MEMO: #StandWithPelosi

TO: Interested Parties
FROM:
Corry Bliss, CLF Executive Director
DATE: June 27, 2017
RE: #StandWithPelosi 

SUMMARY  

In preparation for 2018, Congressional Leadership Fund (CLF) commissioned polling in 11 competitive congressional districts nationwide as it launches its national field program. While results pointed to different sets of key issues from one district to the next, we did find a common denominator: Nancy Pelosi. The surveys, conducted in the last 60 days and across eight states, all found Minority Leader Nancy Pelosi’s image underwater. This, coupled with the 2017 special election results, prove that Nancy Pelosi continues to be a huge liability for Democratic candidates.

Where it Matters: Pelosi and Her Agenda are Toxic  

Voters see a stark contrast between a House of Representatives led by Nancy Pelosi versus a House led by Speaker Paul Ryan. Across the country, voters strongly disapprove of Nancy Pelosi’s policies and the Democratic brand of extremist protests and out-of-touch liberal elitism. For example, in Georgia’s Sixth Congressional District, when asked, over 60 percent of voters preferred a member of Congress who would work with Speaker Ryan, while only 28 percent chose Nancy Pelosi.

National polls regularly show Nancy Pelosi is disliked not only by Republicans and Independents alike, but also among Democrats. The Washington Post reports:

Quinnipiac poll last month, in fact, showed exactly 50 percent of registered voters had an unfavorable view of Pelosi, versus just 30 percent who had a favorable one. Even among Democrats, about 1 in 5 (19 percent) didn’t like Pelosi. Additionally, independents were overwhelmingly anti-Pelosi, with 58 percent disliking her and 23 percent holding a positive view of her.

Unfortunately for Democrats, Pelosi is even more unpopular than those national numbers in many of the districts that matter in 2018. Further, out of the 11 districts CLF polled, all but one (MT-AL) are part of the Democratic Congressional Campaign Committee’s list of target seats to win next November. As Democrats eye the Republican delegation in Pelosi’s home state of California, polls show that in four of the seven districts Democrats listed as top targets have Pelosi’s image ranging from 44 percent to 52 percent unfavorable. Worse, in Nebraska’s Second Congressional District, Pelosi’s negatives jump to a whopping 60 percent. A breakdown by district is included below.

Numerous news organizations have highlighted how effective Republicans have been in using Pelosi’s unpopularity against the Democratic candidate since 2010. A few below:

The Washington Post: Pelosi’s image appeared in almost every ad run by Handel, the National Republican Congressional Committee and its affiliated super PAC, the Congressional Leadership Fund. It was reminiscent of the 2010 campaign, when she was House speaker, and her advisers estimated that more than $50 million worth of negative ads ran citing her. That year, Democrats lost 63 seats along with the majority. Seven years later, Pelosi remains a polarizing enough figure that she never appears publicly in a highly contested House race… 

The Washington Post: The outcome demonstrated that two political fundamentals remain true: Attack ads work, and candidates matter. Nancy Pelosi was a huge drag on Ossoff. The most prominent and effective hit on the Democratic candidate was to tie him to the congresswoman from San Francisco. The Congressional Leadership Fund, a super PAC aligned closely with Ryan, spent more than $7 million in Georgia. 

The New York Times:That vague message, Democrats said Wednesday, was plainly not powerful enough to counter an onslaught of Republican advertising that cast Mr. Ossoff as a puppet of liberal national Democrats, led by Ms. Pelosi, an intensely unpopular figure on the right and a longstanding target of Republican attacks. But in a possible omen, the first Democratic candidate to announce his campaign after the Georgia defeat immediately vowed not to support Ms. Pelosi for leader.

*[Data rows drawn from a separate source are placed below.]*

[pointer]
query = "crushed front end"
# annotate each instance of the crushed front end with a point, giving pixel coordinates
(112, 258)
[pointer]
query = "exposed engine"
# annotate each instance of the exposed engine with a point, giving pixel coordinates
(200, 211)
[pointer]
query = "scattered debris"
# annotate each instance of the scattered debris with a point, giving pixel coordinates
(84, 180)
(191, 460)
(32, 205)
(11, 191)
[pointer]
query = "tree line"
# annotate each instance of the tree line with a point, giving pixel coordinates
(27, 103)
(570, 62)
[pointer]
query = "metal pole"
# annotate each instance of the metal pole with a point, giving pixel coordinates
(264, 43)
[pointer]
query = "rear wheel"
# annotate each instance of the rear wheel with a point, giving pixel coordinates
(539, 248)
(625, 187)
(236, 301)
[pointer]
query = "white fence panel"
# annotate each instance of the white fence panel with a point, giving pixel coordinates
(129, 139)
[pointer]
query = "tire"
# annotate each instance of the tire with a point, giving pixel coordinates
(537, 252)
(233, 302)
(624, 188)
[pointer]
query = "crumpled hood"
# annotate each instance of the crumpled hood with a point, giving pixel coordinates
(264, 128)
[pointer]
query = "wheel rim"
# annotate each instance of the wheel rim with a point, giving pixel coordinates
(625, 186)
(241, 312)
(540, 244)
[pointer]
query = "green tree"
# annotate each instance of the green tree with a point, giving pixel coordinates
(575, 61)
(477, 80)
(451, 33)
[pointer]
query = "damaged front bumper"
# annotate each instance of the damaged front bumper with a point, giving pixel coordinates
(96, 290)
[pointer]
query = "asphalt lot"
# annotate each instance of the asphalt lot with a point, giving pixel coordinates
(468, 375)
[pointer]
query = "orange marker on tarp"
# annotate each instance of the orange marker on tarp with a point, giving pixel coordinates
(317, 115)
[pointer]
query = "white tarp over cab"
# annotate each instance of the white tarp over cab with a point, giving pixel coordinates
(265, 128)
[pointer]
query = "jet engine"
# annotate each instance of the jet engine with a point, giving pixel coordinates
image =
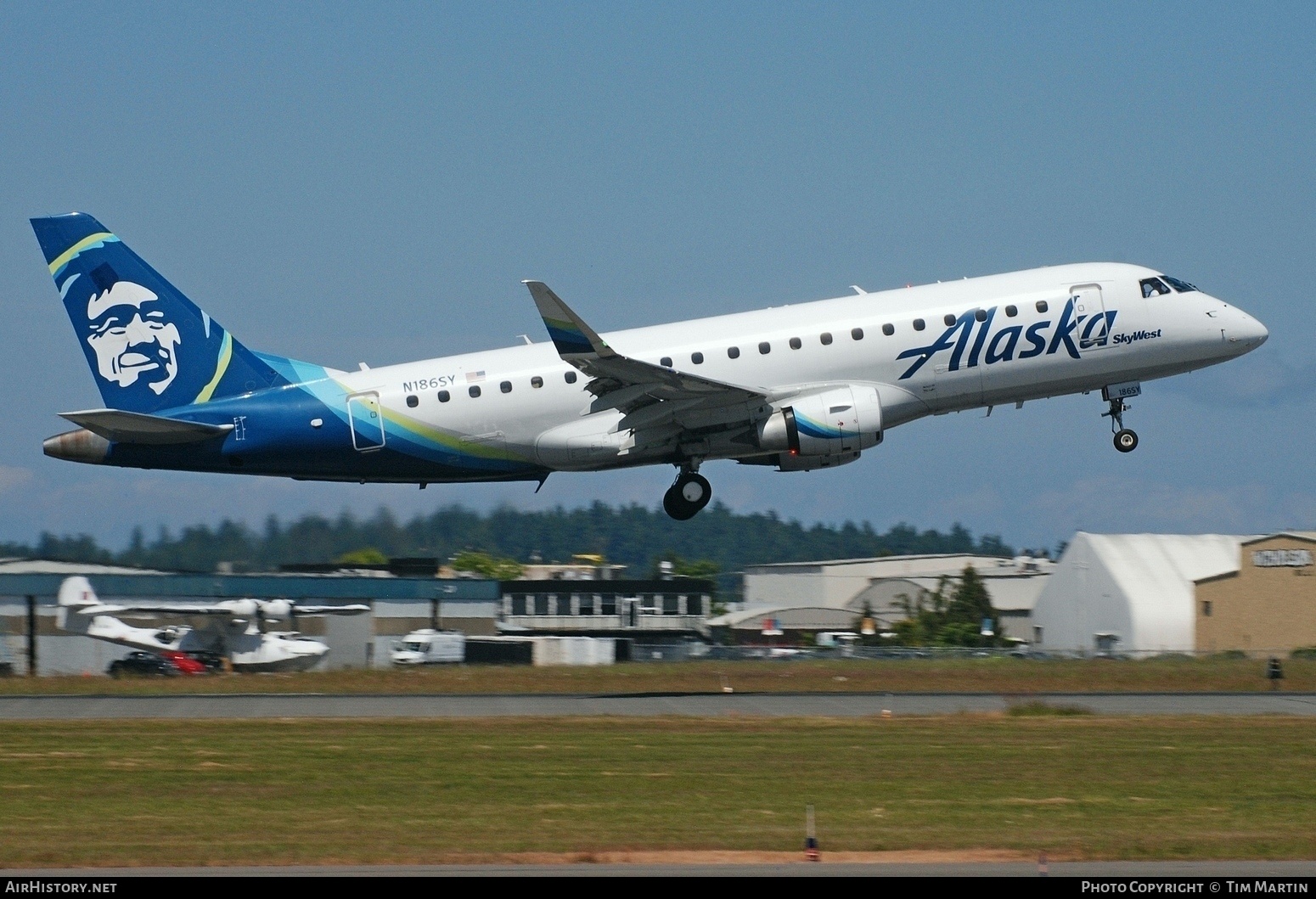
(824, 428)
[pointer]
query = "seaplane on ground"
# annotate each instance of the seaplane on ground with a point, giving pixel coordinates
(794, 389)
(237, 629)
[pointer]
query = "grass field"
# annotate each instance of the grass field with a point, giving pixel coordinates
(1009, 676)
(222, 793)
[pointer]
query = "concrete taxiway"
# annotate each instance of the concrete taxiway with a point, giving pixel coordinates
(282, 705)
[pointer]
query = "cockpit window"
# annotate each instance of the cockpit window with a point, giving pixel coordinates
(1153, 287)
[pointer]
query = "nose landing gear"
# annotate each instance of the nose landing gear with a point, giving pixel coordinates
(1126, 440)
(687, 495)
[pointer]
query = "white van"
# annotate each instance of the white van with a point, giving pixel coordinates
(430, 647)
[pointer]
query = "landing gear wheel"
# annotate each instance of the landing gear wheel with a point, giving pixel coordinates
(687, 495)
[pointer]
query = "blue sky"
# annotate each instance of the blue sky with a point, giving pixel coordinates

CNN: Republicans’ ability to effectively use Pelosi as their bogeyman in Georgia was especially stark when contrasted with the Democrats’ tactics there.

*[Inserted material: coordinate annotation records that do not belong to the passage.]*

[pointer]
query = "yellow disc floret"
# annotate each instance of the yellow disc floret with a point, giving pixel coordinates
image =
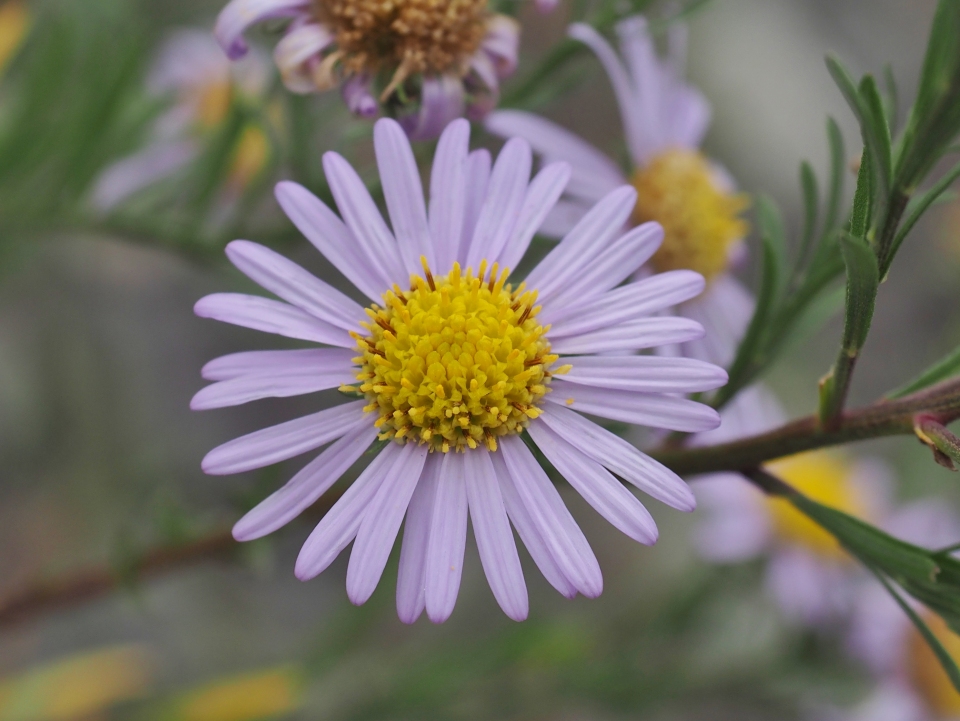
(826, 479)
(926, 672)
(679, 190)
(456, 361)
(435, 36)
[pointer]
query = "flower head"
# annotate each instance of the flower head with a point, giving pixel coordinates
(426, 60)
(460, 369)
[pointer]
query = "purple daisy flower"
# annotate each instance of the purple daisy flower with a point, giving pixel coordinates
(449, 58)
(453, 364)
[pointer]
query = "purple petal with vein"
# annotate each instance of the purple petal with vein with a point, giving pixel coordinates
(363, 218)
(411, 580)
(643, 409)
(448, 193)
(645, 374)
(498, 551)
(597, 486)
(542, 195)
(448, 539)
(340, 525)
(381, 522)
(295, 285)
(306, 487)
(286, 440)
(330, 236)
(635, 335)
(269, 362)
(615, 453)
(404, 194)
(630, 302)
(501, 209)
(270, 316)
(528, 532)
(560, 533)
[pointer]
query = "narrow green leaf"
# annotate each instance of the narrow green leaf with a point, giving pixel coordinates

Lessons Learned: #StandWithPelosi in 2018

Americans’ negative view of Pelosi is not about personality but rather the ideas, values and policies she represents. Voters associate Pelosi with higher taxes, bigger government, the failures of Obamacare and the dangerous Iran deal. The recent special elections continue to show that when voters learn about a candidate’s ties to Nancy Pelosi and her agenda – they reject it. It’s simple, Americans are tired of an out-of-touch and elitist Democratic Party led by Nancy Pelosi.

CONCLUSION

Both polling and several recent elections demonstrate that voters across the country do not support Nancy Pelosi’s liberal agenda. During the 2018 cycle, CLF will spend millions of dollars highlighting Nancy Pelosi’s toxic agenda and reminding voters across the country that Democratic candidates are nothing more than rubber stamps for her out-of-touch, liberal policies.